MENTAL HEALTH & ADDICTION
Anxiety treatment is an important dual diagnosis need for many people. These people may have been struggling with anxiety for many years, and this likely impacts their overall recovery efforts. One of the primary problems with anxiety treatment is that it often fails to be specific and evidence-based. People put into a general symptomatic pool are mainly prescribed forms of sedative medication to soften the anxiety.
The discussion is far too short for many people diagnosed with anxiety. They meet with a psychiatrist, primary care physician, or therapist and talk about tension, nervousness, panic attacks, avoidance behaviors, and general discomfort. This often leads to that physician saying something like this:
“It looks like you have anxiety. I’d like you to take these meds when you need them. This will help your anxiety settle down.”
These meds often refer to benzodiazepines. Benzodiazepines are a class of medication which trigger the GABA receptor in the brain and associated with calming and some sedation. Activating this receptor often lifts anxiety and the person can continue on with their day. While providing some temporary comfort, there are potential problems with a treatment approach such as this. Some of the common problems include the following:
An analogy for this form of anxiety treatment is to just use indefinite Band-Aids for wounds, even the wounds that require sutures or full surgery. The bandage will prevent loss of blood, and this is all that we need for many cuts but does not get to the root of the problem for most forms of anxiety.
We can do better and you deserve better as a patient. Let’s look at some of the specific anxiety disorders, how they are different or similar, and some of the specific medication evidence that can target the conditions.
Social anxiety disorder, also called social phobia, involves a significant fear of embarrassment or rejection in group or public settings. It often develops during teenage years and can lead to sever avoidance patterns and social isolation.
This condition involves a history of having panic attacks and the associated fear of experiencing a panic attack such that the person avoids many potentially triggering panic situations. Those panic situations do not need to be actual crises and often are during mundane situations. Examples include waiting in line at the store or driving down an empty road. For some reason, the panic attack occurs and the person associates the anxiety with that situation. They may then live for many years with a conscious effort to avoid such a setting, as exposure could trigger another miserable panic attack.
Excessive worry about real-life fears such as bills, poor work or school performance, loss of relationships, or potential death of loved ones are the core symptoms of generalized anxiety or GAD. The excessive worry from this condition is very debilitating, as the person lives with a baseline level of distraction from everyday life. It is also important to acknowledge that the fears attached to GAD often are everyday fears such as getting laid off from a job or falling behind on bills.

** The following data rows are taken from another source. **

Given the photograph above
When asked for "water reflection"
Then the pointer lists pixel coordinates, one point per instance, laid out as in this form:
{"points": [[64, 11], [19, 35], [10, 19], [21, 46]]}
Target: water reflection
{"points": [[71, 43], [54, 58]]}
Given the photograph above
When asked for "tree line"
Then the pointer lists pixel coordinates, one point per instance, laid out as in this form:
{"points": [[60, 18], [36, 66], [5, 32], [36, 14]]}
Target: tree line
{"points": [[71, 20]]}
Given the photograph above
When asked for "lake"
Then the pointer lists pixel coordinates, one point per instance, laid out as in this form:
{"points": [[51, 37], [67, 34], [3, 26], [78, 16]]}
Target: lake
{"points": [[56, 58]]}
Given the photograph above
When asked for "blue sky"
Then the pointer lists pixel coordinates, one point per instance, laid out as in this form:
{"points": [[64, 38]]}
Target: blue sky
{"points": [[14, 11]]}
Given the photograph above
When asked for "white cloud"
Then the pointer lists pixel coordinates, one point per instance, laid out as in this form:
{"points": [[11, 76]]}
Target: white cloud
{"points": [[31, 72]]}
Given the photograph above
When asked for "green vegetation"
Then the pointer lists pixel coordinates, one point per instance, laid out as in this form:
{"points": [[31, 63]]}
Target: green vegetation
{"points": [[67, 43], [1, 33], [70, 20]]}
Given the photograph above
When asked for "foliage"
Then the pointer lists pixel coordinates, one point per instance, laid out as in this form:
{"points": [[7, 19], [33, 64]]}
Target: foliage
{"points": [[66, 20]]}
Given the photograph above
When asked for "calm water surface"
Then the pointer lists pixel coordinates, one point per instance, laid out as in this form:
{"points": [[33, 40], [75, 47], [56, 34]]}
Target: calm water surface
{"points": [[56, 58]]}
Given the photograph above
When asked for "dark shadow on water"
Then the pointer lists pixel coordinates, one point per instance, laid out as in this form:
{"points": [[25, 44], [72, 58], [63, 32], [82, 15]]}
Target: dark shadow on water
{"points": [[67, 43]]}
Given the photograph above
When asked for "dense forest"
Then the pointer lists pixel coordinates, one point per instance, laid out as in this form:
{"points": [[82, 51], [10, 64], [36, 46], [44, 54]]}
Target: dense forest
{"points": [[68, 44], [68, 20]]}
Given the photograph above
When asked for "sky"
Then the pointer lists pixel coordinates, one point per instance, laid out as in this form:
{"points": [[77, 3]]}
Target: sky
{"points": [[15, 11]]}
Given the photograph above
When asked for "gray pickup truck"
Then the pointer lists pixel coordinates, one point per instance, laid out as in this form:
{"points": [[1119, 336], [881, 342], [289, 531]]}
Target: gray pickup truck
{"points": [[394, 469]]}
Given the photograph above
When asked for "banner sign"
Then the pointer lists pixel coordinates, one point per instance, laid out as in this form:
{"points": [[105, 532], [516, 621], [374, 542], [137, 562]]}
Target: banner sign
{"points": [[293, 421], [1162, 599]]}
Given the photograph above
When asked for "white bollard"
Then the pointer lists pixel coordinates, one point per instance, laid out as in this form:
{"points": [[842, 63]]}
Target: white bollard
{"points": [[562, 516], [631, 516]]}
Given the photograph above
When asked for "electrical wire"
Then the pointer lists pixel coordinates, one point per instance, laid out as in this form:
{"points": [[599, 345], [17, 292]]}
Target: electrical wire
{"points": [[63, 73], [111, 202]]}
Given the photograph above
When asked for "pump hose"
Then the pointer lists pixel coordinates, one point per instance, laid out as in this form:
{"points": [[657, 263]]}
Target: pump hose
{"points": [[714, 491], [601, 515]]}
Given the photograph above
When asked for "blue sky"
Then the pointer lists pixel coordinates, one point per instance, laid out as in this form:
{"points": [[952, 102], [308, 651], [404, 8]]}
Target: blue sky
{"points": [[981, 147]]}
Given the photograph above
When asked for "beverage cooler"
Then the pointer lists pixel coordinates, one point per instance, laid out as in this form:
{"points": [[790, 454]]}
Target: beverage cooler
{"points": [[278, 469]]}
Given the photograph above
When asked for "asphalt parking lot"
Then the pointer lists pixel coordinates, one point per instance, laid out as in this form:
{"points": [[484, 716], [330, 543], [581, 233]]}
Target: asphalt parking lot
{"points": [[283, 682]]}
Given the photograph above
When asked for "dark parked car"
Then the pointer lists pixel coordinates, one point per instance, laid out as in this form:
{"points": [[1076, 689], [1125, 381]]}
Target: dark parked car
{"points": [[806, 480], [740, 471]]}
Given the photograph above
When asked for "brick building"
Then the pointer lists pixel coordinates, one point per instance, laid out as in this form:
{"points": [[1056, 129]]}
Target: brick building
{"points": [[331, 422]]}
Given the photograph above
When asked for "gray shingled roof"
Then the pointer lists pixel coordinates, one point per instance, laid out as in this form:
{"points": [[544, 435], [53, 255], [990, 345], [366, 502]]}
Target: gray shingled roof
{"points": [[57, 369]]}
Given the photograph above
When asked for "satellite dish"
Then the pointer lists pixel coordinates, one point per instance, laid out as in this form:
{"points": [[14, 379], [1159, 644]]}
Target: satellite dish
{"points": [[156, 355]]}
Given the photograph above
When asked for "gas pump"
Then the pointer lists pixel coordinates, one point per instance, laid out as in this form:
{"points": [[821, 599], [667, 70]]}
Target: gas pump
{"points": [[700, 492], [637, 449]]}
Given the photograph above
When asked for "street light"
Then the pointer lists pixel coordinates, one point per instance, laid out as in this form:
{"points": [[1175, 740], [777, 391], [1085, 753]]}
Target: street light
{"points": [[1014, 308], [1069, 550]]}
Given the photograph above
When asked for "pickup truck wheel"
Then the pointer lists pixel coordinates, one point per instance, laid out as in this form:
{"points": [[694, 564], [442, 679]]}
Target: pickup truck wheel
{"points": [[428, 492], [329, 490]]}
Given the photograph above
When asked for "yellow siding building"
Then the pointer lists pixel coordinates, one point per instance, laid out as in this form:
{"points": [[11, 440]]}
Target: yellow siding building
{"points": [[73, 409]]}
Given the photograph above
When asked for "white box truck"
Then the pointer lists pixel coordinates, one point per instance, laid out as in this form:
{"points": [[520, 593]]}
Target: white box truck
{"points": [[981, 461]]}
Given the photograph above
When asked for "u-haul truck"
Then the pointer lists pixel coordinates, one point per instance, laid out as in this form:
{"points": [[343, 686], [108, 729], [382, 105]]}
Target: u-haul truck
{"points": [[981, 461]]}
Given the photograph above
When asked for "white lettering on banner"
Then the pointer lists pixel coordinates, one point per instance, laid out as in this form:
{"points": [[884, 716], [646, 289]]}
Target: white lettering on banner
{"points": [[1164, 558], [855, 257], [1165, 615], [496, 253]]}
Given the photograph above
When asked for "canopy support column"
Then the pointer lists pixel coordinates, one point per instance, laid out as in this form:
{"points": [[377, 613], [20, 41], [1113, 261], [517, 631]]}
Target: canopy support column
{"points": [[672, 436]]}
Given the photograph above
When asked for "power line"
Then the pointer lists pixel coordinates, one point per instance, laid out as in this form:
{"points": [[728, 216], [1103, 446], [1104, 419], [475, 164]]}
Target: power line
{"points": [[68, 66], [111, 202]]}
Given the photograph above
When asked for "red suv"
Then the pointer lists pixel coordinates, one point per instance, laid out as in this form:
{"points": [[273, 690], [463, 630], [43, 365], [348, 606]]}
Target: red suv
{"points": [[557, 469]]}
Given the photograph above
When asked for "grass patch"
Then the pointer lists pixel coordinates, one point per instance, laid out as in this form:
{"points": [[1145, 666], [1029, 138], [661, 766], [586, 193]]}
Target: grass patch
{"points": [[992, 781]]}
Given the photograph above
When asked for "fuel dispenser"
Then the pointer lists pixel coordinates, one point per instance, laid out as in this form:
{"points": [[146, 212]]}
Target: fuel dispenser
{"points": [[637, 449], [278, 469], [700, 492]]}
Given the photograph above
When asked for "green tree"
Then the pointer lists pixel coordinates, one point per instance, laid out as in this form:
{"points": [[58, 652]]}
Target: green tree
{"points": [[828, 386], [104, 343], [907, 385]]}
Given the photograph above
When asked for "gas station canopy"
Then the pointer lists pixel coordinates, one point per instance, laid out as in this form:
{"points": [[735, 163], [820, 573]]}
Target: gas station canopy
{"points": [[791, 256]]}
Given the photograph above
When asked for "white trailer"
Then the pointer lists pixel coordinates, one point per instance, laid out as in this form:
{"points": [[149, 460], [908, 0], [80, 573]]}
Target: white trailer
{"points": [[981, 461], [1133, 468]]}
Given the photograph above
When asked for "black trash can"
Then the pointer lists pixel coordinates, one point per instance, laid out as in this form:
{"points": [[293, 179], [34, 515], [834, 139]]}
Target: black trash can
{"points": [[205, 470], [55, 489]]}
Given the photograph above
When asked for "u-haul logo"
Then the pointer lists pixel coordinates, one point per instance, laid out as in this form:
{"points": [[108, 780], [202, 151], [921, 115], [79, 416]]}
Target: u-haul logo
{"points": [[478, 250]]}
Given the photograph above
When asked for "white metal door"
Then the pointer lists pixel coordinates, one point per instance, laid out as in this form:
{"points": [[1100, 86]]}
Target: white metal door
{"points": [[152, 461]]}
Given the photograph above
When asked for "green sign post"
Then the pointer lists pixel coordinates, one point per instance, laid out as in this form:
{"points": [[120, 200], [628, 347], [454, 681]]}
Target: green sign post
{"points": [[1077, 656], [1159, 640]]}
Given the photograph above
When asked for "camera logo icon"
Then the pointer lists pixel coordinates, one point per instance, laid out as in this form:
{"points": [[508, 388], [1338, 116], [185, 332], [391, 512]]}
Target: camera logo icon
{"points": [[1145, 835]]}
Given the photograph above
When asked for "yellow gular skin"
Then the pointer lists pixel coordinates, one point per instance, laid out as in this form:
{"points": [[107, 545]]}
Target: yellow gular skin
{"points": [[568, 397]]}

PTSD involves a person experiencing a history of one or multiple severe traumatic events. As years go by after those events, the person lives in a constant ‘fight or flight’ position with life. It is possible for people to acute flairs of PTSD or more of a chronic picture. The experts for treating PTSD are the clinicians through the Department of Veterans’ Affairs, as combat trauma is strongly associated with PTSD. I often look to their algorithms for treating PTSD to guide my clinical choices. An emphasis on safety is key for PTSD. Benzodiazepines are often very harmful to a person with PTSD, even though they may offer brief relief.
This is the clinical name for ‘situational anxiety’ and often occurs during significant life disruption or changes (loss of job, divorce, death in the family). Adjustment disorders are very common and are important to identify, as this will influence treatment recommendations. Because the anxiety has heavy relational and psychological components, we try to avoid prescribing medications to treat an adjustment disorder. Instead, supportive therapy is the treatment of choice. It will emphasize healthy coping, avoiding substance abuse, and bolstering resiliency through a few training options.
When I teach this lecture in our treatment program, I build a grid to list the differences and similarities between the anxiety disorders. Each condition is connected to a fear, a conditioned response to counter that fear, appropriate med options, and therapy tools. There are some themes across the different anxiety conditions. For instance, a common thread is that of avoidance patterns to deal with the perceived threats. Another common theme is that SSRI medications (such as Prozac, Zoloft, or Lexapro) are the first-line treatment for the conditions.
It is important to acknowledge the inherent disability present with an anxiety disorder is actually that of the conditioned response. Having fear is normal in line, but excessive avoidance, worries, or fight/flight positions set a person up to function less than optimally. Much of the psychotherapy used for anxiety disorders targets the conditioned response instead of the fear itself.
My basic recommendation to people is to give more weight on your psychotherapy than on your meds. People often do just the reverse – they want to find the ideal medication to alleviate their symptoms. Interestingly, even if they do, they still present highly disabled and unable to cope adequately with life.
If you make a commitment to coping skills and bona fide therapy for anxiety, you will build more of a lasting foundation for healing from anxiety. There is a positive momentum component, in that through small strides in therapy, you will start to feel empowered over your fear and anxiety. This empowerment will encourage further efforts in the right direction. Setting the stage from the get-go is of utmost importance.